PIlls in Bottles

“Religion makes people fly planes into skyscrapers. Religion makes people baptize babies. Religion makes people go door to door to offer little pieces of paper to other people. Religion makes widows be burned alive on the pyre of their deceased husbands. Religion makes other widows mail pitiful little checks to Joel Osteen. Religion makes people build hospitals in the jungles of the Congo. Talking about what ‘religion’ does in the world is like defining ‘medicine’ as ‘pills in bottles.’ I am not sure you should take that. My aunt took a pill from a bottle once and was sick for a week.”

Mere Christendom, p. 136

And Such a Turtle Would be Hard to Miss

“Yeah, my interlocutor might say but if the Bible taught that the earth was a flat disk rocking precariously on the back of an enormous turtle, would you believe that too? The answer is that 1) it doesn’t teach that, and 2) if it did, we would have found the turtle by now, and your argument would be invalid, having failed empirically.”

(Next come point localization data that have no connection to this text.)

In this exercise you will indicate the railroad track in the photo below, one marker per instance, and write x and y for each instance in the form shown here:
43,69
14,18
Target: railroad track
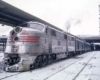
78,59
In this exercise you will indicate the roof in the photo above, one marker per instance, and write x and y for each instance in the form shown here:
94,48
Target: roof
13,16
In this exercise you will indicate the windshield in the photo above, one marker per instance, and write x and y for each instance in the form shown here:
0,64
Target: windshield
36,26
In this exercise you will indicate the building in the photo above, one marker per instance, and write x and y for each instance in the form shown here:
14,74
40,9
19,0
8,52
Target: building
3,40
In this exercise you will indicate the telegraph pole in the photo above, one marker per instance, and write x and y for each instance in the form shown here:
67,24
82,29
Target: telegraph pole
99,19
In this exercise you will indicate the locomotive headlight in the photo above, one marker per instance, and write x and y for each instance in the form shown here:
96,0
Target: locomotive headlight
16,39
18,29
12,33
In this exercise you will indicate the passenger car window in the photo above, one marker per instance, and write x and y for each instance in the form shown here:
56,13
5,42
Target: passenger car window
36,26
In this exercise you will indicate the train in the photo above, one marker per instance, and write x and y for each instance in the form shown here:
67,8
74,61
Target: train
35,44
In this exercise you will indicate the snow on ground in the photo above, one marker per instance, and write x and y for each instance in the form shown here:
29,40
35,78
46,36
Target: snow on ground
1,61
77,68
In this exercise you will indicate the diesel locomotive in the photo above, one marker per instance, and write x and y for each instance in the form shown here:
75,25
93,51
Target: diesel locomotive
38,44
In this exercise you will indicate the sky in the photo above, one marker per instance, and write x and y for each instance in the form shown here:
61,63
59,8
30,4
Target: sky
79,17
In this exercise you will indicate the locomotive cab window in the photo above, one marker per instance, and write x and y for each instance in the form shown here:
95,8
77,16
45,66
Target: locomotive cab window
65,36
53,32
36,26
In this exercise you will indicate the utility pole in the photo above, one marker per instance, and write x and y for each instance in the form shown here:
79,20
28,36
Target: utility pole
99,19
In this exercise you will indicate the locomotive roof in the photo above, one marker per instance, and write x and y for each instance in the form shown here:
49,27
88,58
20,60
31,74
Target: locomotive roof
13,16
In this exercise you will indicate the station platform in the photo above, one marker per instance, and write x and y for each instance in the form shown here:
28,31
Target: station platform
82,67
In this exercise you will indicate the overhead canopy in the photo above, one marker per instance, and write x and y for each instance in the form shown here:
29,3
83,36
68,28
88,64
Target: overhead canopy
11,15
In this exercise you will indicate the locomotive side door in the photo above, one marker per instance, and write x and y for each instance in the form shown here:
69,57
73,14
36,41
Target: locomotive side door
49,40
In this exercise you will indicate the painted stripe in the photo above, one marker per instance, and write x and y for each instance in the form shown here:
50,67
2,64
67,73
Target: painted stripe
25,39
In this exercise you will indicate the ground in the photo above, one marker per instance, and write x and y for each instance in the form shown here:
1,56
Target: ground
83,67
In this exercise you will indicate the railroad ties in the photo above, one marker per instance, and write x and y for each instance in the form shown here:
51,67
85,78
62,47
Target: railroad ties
82,67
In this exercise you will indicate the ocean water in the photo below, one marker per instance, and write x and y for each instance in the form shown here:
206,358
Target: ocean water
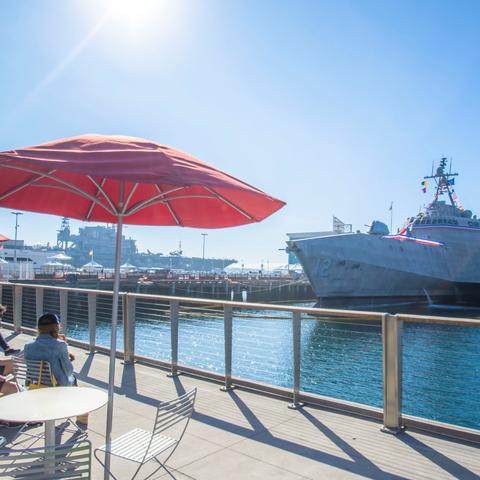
341,359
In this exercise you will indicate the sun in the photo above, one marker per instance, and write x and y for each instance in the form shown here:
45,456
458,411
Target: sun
134,15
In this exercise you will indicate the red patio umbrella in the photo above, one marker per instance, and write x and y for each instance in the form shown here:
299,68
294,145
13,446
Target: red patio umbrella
120,179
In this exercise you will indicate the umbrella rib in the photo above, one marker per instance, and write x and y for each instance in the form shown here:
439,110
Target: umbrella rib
130,195
150,201
170,208
25,184
90,209
102,191
70,188
229,203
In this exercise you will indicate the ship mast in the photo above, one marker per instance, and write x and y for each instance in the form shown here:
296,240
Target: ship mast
442,180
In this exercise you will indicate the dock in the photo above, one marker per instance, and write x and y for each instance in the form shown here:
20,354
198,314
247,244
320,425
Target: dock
245,435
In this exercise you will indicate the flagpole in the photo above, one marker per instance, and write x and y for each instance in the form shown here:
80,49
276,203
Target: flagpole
391,218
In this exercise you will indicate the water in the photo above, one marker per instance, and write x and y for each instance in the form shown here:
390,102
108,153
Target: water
341,359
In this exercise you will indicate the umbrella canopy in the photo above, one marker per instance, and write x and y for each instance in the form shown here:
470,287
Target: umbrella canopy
92,265
119,179
80,177
61,257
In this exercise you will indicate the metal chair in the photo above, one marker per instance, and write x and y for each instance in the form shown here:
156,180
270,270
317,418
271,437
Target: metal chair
140,446
62,461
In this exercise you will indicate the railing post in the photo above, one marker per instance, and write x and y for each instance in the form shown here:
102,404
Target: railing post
63,294
174,337
39,302
92,324
17,308
128,328
392,333
296,340
227,327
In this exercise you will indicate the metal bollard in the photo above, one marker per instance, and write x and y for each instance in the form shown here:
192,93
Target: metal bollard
392,333
174,338
92,325
128,328
39,302
227,325
17,308
63,297
296,338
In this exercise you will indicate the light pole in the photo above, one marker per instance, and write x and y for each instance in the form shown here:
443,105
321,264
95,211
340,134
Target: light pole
15,245
203,251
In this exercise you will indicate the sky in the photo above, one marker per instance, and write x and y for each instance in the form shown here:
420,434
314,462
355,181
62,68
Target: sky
336,107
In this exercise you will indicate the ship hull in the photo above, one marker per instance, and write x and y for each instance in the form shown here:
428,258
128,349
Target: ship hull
366,269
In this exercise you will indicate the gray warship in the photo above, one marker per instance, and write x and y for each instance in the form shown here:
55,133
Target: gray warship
436,256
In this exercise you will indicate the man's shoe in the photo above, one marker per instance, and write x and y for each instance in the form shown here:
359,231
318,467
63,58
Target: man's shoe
12,351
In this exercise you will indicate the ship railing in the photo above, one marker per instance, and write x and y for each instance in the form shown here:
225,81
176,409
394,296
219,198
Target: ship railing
26,302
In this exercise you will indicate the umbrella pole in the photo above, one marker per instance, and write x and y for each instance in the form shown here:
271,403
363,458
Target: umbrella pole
113,344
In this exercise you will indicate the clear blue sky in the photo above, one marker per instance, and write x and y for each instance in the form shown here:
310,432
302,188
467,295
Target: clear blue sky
336,107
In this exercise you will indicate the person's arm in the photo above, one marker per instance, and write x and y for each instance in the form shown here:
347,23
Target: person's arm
64,360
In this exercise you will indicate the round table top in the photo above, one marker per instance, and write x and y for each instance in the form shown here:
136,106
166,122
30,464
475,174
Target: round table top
51,403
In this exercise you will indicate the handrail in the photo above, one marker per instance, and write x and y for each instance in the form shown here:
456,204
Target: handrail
312,311
392,327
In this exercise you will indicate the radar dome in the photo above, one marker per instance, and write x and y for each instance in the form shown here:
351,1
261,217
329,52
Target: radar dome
378,228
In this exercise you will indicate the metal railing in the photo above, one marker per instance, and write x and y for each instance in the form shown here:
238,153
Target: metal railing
90,306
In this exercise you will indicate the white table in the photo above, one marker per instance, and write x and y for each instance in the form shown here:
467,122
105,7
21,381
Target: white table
50,404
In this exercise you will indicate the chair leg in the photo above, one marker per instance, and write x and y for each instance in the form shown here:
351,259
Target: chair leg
103,464
162,465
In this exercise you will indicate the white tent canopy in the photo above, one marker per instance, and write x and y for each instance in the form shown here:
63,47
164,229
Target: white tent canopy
128,267
61,257
92,266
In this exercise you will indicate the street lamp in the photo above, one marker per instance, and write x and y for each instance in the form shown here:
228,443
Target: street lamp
15,245
203,251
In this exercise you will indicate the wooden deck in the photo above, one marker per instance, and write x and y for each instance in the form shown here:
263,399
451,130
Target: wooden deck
244,435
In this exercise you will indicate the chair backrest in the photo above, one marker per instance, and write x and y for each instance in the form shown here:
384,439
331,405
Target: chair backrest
28,372
64,461
175,414
19,369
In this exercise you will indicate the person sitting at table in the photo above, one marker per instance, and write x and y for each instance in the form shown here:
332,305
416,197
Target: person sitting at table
7,387
6,366
50,346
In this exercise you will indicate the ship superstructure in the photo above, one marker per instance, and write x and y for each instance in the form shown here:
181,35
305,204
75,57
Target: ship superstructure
436,254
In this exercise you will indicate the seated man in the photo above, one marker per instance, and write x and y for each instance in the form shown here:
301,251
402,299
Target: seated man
50,346
7,386
6,366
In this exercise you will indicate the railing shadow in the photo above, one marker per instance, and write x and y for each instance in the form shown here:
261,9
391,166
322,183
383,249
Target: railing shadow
259,432
440,459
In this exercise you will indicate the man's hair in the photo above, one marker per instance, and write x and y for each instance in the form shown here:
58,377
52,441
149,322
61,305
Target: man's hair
51,328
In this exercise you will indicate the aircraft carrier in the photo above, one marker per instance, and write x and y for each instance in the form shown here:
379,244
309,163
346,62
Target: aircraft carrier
436,256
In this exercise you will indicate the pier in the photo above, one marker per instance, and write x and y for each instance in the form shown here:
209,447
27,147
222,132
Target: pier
247,430
260,288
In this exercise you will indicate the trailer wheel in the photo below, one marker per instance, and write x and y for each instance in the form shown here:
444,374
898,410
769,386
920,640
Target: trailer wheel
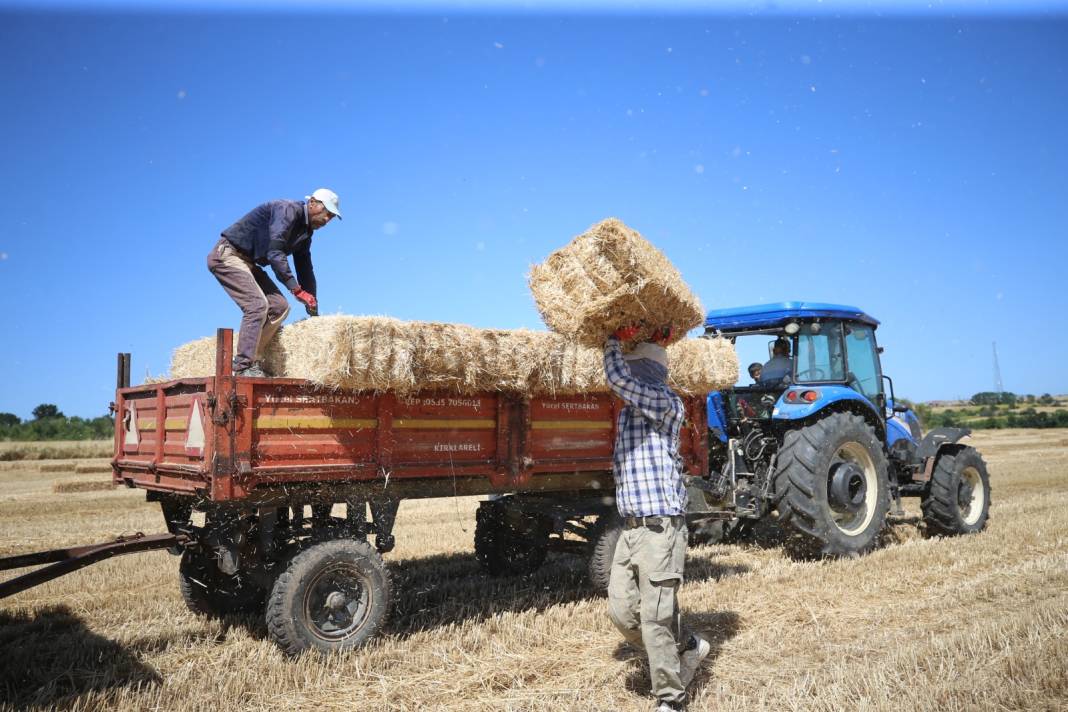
508,543
831,485
958,497
332,596
603,537
208,591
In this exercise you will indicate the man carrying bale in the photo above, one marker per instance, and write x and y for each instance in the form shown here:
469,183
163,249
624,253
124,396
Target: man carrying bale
268,235
650,496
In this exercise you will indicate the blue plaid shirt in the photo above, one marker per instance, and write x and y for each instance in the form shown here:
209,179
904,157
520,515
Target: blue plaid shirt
646,467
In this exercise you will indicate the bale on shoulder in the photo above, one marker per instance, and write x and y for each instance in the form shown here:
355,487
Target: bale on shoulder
607,278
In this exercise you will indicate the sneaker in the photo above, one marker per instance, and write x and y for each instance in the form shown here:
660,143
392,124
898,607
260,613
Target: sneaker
252,372
691,658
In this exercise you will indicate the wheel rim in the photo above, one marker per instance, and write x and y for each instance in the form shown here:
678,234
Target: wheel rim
852,488
338,602
971,495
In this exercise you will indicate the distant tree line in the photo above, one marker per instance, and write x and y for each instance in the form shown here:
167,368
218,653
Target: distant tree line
49,423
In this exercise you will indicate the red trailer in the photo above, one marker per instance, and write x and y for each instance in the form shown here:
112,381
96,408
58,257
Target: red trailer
266,485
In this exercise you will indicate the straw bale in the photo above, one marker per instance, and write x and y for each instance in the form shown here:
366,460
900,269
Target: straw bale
81,486
607,278
194,359
702,365
382,353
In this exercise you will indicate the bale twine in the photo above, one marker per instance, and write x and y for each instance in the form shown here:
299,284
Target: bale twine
611,277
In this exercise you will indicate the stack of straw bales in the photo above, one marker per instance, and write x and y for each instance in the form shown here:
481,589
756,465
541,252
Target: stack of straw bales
611,277
381,353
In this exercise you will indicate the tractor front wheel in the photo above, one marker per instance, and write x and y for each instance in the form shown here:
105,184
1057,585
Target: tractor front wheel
958,497
831,485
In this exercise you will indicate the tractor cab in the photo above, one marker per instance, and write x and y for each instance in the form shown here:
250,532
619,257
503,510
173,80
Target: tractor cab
798,358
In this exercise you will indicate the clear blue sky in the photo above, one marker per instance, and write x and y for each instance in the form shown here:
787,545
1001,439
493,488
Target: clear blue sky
912,163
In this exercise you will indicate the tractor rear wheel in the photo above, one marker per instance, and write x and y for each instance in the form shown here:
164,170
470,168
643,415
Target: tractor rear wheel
208,591
831,484
332,596
602,538
508,542
958,496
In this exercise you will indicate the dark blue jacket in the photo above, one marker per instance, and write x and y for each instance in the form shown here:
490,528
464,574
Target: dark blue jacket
271,232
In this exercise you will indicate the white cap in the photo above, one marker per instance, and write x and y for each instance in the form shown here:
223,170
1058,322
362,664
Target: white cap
650,351
329,199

Virgins and Volcanoes, p. 41

No Free Markets Without Free Men

“If someone takes human choices in the marketplace as his absolute, the end result will be a market in which the fundamental commodity will be the souls of men. But if someone takes the law of God as his direction, the end result will be a market in which a man can buy and sell his cabbages or cabinets or cars without getting permission from some functionary at the Department of Hubris.”

Mere Christendom, p. 131

No Finger in the Air

“The fact is, the Bible does say that for a man to lie with another man as with a woman is an abomination (Lev. 20:13), that Israel should not suffer a witch to live (Ex. 22:18), that God flooded the entire globe good and wet for their experiments in federally funded genetic splicing (Gen. 6:4), that Christian slaves were instructed to work doubly hard for their Christian masters (1 Tim. 6:2), and that placing women in combat roles was beyond appalling (Deut. 22:5). There is a kind of Christian still out there who believes that exegesis of such passages is not done by licking a finger and holding it up in the breeze.”